Subclasses of this drug group are antiestrogens and selective estrogen receptor modulators (SERMs), the latter of which also downregulate the estrogen receptor but are selective in their antagonistic action.
Cancers treated or prevented:Breast cancer
Delivery routes: injection
How this drug works: Estrogen is the female hormone mainly secreted in the ovaries that acts on female organs, such as the breasts and uterus. Estrogen is responsible for activating the endothelial cells of the uterus during menstrual cycles. It performs its function by binding with specific receptors, called estrogen receptors (ER), present in various body parts. This binding is critical in inducing conformational changes of the ER protein, resulting in the induction of expression in associated genes, ultimately leading to the proliferation of endothelial cells. In cancer patients, the proliferation of cancerous cells is triggered by estrogen binding to the ER. Therefore, preventing estrogen from binding to its receptor is a viable pharmacological strategy in cancer research.

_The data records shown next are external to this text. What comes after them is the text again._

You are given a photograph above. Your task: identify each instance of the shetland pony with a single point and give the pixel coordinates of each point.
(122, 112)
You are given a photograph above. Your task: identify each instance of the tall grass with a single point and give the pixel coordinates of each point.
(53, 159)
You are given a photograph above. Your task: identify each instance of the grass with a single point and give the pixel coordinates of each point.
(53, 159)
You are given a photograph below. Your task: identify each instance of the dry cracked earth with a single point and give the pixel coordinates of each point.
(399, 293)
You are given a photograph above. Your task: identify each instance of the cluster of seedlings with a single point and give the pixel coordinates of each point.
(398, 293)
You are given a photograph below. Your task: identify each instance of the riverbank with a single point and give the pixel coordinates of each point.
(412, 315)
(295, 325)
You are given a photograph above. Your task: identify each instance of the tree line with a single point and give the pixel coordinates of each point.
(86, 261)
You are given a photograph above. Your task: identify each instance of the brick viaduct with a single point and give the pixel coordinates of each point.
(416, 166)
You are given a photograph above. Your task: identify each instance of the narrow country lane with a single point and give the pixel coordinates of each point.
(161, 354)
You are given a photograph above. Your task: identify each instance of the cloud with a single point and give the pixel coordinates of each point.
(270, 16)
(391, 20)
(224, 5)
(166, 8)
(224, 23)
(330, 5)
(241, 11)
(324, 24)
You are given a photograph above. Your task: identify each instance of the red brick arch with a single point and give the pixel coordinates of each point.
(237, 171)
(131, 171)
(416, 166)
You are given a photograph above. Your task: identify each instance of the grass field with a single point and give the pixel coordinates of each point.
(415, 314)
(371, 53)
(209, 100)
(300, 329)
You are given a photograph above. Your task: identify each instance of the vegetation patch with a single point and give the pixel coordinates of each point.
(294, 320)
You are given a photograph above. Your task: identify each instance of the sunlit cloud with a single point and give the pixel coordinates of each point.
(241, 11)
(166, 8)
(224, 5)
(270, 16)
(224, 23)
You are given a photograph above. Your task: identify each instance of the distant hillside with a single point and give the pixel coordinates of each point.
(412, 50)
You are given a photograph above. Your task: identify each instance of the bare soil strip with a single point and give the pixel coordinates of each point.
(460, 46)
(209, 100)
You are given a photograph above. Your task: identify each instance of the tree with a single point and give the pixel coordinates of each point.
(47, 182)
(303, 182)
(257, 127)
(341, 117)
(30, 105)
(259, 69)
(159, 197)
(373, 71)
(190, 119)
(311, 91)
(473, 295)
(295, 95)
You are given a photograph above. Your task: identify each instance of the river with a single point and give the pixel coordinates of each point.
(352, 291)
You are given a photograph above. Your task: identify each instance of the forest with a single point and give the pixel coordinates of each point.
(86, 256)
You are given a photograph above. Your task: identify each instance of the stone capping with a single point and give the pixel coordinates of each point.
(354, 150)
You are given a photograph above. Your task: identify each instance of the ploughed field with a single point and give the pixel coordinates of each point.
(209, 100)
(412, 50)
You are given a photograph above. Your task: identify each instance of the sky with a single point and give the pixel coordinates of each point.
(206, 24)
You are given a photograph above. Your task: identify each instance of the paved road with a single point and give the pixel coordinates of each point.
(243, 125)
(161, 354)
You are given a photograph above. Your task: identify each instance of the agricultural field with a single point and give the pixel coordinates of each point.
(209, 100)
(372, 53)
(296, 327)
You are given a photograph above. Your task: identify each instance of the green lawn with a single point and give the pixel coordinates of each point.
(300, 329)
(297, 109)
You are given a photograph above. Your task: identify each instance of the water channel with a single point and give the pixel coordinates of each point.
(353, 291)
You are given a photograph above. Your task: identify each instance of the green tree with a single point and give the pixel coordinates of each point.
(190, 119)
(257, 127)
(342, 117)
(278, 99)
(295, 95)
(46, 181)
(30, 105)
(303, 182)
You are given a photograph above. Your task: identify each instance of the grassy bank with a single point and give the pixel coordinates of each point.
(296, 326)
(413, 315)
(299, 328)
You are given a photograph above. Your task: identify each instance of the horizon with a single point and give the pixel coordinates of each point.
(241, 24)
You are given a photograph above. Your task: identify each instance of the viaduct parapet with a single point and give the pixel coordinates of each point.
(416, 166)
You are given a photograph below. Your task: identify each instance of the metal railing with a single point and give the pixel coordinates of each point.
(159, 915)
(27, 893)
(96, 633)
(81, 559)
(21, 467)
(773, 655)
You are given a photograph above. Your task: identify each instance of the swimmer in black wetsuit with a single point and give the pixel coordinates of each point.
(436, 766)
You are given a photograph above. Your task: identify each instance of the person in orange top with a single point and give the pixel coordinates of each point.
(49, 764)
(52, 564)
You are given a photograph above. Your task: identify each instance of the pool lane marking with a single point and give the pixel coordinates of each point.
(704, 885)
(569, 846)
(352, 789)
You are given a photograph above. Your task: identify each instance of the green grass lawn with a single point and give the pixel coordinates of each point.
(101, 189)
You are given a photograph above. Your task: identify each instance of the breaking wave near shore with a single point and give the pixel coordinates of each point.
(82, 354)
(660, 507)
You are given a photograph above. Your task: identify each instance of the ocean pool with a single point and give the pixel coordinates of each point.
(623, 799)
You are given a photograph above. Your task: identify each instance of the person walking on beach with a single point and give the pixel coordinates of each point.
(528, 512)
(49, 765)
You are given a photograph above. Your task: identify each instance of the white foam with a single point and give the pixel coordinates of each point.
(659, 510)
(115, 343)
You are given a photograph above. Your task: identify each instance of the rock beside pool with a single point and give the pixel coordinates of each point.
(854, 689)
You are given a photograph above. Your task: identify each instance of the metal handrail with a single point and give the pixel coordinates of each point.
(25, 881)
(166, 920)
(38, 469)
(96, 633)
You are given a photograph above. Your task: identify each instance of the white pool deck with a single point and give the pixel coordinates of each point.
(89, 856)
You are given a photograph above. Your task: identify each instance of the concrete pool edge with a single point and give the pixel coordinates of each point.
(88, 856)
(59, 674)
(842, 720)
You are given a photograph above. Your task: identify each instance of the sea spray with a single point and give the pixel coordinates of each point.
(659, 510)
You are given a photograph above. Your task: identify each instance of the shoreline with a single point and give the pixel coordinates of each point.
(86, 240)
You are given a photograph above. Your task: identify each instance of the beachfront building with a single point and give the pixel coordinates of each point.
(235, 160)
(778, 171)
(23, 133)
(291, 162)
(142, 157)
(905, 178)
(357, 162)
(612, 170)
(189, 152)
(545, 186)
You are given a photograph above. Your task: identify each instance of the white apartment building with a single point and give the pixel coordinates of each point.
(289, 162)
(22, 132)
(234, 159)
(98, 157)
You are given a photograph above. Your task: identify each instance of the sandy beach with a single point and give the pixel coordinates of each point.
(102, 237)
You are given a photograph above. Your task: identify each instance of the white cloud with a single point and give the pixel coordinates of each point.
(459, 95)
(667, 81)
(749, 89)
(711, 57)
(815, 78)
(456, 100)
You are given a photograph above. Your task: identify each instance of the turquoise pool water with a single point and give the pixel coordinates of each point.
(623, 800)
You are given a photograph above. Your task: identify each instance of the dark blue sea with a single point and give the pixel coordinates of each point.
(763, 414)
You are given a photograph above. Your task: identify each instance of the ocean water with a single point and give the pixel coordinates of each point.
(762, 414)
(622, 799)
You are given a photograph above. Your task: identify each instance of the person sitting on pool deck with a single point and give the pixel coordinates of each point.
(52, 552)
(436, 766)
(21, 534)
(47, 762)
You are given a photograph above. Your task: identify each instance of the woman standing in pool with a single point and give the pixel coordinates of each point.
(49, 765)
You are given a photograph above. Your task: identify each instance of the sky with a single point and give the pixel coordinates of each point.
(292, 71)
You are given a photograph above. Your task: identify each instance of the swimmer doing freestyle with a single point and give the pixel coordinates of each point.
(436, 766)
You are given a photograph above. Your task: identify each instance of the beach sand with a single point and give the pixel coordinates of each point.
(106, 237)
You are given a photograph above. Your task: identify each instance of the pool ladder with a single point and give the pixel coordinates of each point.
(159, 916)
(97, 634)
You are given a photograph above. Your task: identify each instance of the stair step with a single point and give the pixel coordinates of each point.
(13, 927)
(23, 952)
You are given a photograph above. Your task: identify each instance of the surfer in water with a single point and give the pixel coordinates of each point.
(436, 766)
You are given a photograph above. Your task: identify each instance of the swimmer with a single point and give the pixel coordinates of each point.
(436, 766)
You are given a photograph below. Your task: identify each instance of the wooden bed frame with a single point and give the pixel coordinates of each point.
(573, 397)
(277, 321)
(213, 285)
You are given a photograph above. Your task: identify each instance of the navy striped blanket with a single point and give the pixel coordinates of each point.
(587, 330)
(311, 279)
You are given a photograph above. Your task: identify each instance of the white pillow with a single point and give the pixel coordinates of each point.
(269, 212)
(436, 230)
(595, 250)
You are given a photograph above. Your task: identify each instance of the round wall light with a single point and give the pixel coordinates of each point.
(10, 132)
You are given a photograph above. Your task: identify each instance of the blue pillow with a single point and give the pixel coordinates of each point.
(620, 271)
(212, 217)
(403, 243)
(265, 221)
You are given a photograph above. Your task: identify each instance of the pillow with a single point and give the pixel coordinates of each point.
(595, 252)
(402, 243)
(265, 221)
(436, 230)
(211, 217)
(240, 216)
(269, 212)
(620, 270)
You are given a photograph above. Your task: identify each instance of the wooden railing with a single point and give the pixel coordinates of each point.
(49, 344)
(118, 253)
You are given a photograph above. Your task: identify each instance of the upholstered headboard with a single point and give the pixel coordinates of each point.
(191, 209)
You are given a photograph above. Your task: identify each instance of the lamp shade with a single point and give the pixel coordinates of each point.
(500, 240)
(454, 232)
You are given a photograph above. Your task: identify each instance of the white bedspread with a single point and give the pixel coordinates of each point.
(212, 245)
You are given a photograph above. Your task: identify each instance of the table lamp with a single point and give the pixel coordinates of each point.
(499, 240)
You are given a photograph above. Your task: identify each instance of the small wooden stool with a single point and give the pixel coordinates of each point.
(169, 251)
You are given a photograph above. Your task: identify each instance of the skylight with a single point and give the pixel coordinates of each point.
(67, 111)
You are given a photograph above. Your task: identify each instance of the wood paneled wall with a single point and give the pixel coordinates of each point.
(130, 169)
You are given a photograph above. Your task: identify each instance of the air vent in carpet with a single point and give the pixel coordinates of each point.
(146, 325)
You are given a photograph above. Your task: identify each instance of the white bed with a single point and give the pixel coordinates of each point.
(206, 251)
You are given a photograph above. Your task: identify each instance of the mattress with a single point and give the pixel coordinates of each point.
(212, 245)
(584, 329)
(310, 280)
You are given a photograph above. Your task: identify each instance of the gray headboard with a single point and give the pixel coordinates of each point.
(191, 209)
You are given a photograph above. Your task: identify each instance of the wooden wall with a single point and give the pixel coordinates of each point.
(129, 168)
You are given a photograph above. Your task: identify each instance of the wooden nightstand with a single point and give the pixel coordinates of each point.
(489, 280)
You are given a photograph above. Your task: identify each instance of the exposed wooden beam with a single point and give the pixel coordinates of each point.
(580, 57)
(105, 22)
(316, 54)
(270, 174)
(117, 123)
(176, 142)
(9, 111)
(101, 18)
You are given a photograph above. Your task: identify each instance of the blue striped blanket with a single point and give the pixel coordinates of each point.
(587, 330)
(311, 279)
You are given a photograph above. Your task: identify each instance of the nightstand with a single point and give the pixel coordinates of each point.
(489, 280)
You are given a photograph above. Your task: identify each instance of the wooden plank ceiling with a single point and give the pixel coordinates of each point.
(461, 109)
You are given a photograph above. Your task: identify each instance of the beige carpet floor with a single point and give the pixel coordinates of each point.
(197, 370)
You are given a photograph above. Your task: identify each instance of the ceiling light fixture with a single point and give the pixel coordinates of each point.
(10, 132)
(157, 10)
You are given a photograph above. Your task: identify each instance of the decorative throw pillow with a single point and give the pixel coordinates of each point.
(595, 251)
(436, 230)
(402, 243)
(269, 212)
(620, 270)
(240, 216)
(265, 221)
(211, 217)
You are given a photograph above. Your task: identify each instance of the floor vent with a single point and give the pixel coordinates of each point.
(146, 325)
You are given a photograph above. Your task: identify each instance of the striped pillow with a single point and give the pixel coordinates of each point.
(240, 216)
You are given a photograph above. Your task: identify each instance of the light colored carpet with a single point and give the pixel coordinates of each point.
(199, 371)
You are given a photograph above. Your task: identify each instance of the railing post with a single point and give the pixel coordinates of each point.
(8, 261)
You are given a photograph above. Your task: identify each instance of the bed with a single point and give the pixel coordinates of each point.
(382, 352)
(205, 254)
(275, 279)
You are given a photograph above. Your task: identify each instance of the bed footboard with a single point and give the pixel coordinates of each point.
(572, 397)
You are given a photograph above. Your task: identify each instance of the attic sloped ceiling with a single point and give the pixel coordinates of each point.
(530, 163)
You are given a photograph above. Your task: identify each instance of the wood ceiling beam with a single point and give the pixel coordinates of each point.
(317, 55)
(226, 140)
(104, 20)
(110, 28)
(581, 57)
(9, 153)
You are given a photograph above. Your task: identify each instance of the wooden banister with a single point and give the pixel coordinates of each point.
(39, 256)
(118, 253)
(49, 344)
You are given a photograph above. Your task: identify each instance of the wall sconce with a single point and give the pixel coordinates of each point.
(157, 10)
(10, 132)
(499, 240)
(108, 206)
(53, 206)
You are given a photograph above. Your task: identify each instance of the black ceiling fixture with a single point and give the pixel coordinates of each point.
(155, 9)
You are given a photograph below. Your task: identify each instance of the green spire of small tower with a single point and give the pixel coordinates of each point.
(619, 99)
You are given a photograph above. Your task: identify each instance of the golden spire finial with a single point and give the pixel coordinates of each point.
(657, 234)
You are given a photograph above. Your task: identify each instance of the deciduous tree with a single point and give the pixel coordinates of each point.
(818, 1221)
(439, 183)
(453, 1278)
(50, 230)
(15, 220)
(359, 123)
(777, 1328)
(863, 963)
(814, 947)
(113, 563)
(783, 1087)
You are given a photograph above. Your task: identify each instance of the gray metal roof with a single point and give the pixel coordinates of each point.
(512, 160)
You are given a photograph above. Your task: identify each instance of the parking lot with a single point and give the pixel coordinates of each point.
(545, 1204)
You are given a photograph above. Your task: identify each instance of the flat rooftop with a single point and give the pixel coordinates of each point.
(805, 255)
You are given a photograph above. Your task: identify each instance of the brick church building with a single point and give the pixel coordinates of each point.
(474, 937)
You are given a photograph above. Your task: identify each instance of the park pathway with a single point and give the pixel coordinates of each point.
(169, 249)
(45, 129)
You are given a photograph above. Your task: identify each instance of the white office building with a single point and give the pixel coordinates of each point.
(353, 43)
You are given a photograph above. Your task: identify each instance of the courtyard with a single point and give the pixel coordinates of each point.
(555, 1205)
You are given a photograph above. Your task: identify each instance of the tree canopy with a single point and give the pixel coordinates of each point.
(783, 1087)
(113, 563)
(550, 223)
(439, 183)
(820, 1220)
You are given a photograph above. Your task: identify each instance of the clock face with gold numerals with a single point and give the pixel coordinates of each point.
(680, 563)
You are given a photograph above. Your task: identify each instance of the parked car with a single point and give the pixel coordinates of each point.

The estrogen receptor downregulator fulvestrant (Faslodex) is a steroidal analog of the hormone 17β-estradiol. Fulvestrant was approved by the Food and Drug Administration (FDA) in 2002 for treating cancer. It binds to estrogen receptors and blocks downstream processes such as receptor dimerization, leading to the blockade of induction of gene expression. Fulvestrant also expedites the degradation of ER protein, resulting in drastic downregulation of ER levels. Estrogen cannot exert its proliferative action in the absence of ER, and thus, fulvestrant treatment can treat and limit the spread of cancer.
Fulvestrant is administered to postmenopausal women whose cancer has metastasized and does not respond to traditional medications, such as the classic antiestrogen tamoxifen. Fulvestrant has about a hundredfold higher affinity for ER than tamoxifen and, unlike tamoxifen, has no agonistic effects on ER. Tamoxifen (Nolvadex) prevents the proliferation of cells in the breast but acts like estrogen and exerts agonistic effects on the uterus. Clinical trials using fulvestrant have shown decelerated cancer growth and delayed recurrence rates. Using fulvestrant in combination therapy for cancer is a treatment option. In late 2023, the FDA approved capivasertib (Truqap) with fulvestrant for breast cancer treatment.
Side effects: The side effects of fulvestrant are nausea, vomiting, constipation, diarrhea, abdominal pain, and hot flashes.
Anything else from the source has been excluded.